On Tuesday, a Hindu woman schoolteacher was also shot dead by terrorists in the same area. Before that, terrorists shot and killed three off-duty policemen and a television actress, all Muslims, in three separate assassination-style attacks last week. Days before that, a Hindu government employee was shot dead inside his office by terrorists who police said belonged to Pakistan-based Lashkar-e-Taiba.

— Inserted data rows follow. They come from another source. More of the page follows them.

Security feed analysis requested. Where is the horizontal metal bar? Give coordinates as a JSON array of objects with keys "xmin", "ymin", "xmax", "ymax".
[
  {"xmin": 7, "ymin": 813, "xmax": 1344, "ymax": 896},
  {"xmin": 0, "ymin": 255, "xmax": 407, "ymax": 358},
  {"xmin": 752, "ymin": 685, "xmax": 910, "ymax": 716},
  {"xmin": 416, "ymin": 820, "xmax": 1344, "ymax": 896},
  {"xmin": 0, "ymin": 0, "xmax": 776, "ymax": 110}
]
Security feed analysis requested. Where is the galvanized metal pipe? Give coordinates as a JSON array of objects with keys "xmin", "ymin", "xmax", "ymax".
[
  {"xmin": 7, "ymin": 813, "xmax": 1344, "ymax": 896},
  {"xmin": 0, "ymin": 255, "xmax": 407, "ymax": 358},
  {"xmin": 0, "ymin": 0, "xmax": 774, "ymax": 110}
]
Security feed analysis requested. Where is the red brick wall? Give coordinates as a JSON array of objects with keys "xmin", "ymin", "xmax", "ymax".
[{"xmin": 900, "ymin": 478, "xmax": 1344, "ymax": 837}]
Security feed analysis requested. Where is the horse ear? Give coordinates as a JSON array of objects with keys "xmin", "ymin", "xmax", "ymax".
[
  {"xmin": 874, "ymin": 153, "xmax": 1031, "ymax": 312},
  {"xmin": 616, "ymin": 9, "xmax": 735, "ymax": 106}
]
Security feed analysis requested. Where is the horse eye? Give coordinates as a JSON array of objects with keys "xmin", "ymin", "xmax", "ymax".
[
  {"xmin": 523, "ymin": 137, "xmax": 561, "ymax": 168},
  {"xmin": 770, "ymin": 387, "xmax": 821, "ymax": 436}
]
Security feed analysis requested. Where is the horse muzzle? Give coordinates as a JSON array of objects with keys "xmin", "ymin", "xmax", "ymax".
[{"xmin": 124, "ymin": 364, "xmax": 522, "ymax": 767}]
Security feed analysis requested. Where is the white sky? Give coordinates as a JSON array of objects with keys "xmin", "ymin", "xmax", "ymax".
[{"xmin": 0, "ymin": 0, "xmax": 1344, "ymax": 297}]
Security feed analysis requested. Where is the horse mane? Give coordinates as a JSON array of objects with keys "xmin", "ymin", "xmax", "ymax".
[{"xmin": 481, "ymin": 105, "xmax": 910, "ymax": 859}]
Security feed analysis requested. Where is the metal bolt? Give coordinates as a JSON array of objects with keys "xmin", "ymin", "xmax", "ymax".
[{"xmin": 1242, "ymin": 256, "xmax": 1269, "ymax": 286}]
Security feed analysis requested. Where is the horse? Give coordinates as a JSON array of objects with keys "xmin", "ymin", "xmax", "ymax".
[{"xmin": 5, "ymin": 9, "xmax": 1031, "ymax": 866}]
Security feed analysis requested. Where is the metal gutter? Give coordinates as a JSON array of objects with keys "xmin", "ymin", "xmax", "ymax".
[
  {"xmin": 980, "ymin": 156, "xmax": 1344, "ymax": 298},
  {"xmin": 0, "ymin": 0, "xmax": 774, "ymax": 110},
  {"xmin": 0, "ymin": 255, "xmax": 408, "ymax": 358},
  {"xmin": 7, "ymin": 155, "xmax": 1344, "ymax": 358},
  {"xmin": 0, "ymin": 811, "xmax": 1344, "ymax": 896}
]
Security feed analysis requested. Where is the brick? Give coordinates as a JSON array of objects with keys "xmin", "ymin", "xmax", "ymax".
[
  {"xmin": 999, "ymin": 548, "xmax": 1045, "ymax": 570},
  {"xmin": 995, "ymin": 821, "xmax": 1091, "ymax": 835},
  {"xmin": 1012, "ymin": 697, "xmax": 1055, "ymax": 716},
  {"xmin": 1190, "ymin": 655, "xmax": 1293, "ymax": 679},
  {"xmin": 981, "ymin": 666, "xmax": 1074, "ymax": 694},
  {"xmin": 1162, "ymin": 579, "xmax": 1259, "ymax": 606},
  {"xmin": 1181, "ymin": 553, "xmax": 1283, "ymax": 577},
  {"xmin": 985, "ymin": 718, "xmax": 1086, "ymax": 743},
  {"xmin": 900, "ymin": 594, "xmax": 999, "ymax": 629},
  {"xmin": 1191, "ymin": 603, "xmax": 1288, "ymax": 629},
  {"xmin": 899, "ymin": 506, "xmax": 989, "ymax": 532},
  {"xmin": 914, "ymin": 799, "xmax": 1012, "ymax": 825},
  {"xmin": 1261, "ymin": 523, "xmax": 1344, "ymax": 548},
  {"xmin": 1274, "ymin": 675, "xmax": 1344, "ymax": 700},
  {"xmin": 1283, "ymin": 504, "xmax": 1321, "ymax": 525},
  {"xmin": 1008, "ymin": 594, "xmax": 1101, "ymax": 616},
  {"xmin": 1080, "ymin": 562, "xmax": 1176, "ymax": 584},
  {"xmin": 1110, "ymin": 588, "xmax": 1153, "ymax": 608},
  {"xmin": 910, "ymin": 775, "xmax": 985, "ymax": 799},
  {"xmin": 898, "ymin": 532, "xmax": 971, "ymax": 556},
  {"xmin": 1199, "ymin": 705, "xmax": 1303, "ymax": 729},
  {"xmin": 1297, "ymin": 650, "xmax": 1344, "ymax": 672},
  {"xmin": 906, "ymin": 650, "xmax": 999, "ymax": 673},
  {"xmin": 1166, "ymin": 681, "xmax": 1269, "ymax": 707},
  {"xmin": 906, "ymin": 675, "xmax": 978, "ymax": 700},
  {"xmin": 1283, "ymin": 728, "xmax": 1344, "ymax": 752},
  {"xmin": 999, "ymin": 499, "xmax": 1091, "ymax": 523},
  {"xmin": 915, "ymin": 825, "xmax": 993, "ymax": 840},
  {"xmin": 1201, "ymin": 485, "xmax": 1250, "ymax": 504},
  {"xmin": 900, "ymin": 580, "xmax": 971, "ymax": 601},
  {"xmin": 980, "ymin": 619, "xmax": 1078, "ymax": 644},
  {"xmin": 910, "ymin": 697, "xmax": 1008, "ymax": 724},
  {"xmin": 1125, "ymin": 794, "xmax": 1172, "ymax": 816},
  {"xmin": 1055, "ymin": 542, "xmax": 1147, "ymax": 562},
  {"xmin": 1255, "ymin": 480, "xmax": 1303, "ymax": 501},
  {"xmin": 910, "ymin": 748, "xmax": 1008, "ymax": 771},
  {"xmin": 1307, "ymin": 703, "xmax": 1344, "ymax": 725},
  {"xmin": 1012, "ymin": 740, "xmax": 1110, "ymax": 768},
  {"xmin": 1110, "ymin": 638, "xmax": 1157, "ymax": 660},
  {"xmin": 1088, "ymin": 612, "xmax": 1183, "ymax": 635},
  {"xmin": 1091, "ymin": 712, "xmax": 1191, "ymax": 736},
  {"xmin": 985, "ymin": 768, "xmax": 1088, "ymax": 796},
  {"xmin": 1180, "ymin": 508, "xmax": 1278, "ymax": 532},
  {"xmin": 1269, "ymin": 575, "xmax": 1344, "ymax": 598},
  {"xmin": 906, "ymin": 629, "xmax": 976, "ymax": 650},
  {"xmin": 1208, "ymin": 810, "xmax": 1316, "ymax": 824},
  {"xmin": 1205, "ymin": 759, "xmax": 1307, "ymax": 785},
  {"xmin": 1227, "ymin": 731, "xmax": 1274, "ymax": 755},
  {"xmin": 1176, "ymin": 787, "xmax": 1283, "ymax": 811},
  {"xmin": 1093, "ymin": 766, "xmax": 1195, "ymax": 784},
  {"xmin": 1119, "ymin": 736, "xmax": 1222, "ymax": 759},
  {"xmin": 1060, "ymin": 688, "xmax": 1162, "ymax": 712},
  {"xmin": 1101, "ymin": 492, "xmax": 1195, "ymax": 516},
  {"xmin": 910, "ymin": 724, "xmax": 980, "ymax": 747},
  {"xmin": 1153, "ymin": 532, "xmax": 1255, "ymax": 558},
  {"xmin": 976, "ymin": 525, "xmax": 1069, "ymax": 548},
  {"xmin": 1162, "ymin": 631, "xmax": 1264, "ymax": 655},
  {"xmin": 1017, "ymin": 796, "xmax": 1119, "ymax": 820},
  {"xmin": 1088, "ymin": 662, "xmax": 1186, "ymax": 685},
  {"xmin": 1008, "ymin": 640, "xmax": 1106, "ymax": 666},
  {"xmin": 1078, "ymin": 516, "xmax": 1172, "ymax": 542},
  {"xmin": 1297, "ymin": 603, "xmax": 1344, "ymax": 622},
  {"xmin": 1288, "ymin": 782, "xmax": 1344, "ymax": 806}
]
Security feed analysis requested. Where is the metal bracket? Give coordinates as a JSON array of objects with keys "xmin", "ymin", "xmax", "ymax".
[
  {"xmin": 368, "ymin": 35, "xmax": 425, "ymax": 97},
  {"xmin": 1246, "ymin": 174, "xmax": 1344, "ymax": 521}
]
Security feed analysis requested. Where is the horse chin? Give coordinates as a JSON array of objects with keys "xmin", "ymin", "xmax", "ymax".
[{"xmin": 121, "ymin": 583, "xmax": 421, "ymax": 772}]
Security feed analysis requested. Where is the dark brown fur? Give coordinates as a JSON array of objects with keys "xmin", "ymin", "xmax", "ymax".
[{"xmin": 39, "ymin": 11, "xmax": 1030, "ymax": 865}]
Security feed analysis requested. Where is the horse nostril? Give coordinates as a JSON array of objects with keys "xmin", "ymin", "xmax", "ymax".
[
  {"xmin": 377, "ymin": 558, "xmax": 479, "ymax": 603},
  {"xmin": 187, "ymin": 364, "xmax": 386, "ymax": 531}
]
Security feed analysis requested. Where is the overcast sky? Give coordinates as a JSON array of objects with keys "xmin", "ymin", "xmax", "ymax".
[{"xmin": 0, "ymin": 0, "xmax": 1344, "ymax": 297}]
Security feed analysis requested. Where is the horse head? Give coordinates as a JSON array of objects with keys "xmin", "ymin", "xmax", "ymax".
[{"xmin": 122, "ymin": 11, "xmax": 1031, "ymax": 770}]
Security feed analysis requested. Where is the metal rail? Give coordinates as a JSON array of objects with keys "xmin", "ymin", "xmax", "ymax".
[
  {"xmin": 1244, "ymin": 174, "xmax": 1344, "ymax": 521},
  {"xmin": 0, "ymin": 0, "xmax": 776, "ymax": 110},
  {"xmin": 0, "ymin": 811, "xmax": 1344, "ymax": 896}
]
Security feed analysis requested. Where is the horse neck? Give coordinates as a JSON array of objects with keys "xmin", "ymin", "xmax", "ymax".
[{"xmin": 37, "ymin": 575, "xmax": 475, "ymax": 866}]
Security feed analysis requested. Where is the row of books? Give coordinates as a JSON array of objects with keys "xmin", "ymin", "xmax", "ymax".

The killings in Kashmir have intensified calls by Kashmiri Pandits - who were sought to be rehabilitated in Kashmir by the government as it claimed that the place was returning to normal after decades of insurgency and bloodshed - to ensure their security. Hundreds of Kashmiri Pandits, who are Hindus, protested in Srinagar and other parts of the union territory on Thursday. Many have started to leave the valley amid a lockdown in prefab shelters where they have been staying since a wave of attacks against the community in the nineties made them flee their homes in Kashmir Valley.
"The government has made us hostages. We are not being allowed to leave our homes. We are all scared. There is a security failure in Kashmir. " a member of the Kashmiri Pandit community in an SOS video posted online said.
Political parties in Jammu and Kashmir condemned the attack on migrant labourers, saying there was a "total breakdown of law and order" in the union territory, according to the Hindustan Times.
The Kashmir-centric National Conference party condemned the attack, saying that the "spate of killings" continues unabated and demonstrates the "utter failure" of the government to stem the violence, despite the heavy deployment of security forces.
"We express serious concern over a situation moving fast towards a crisis wherein no citizen can be considered safe," the party said.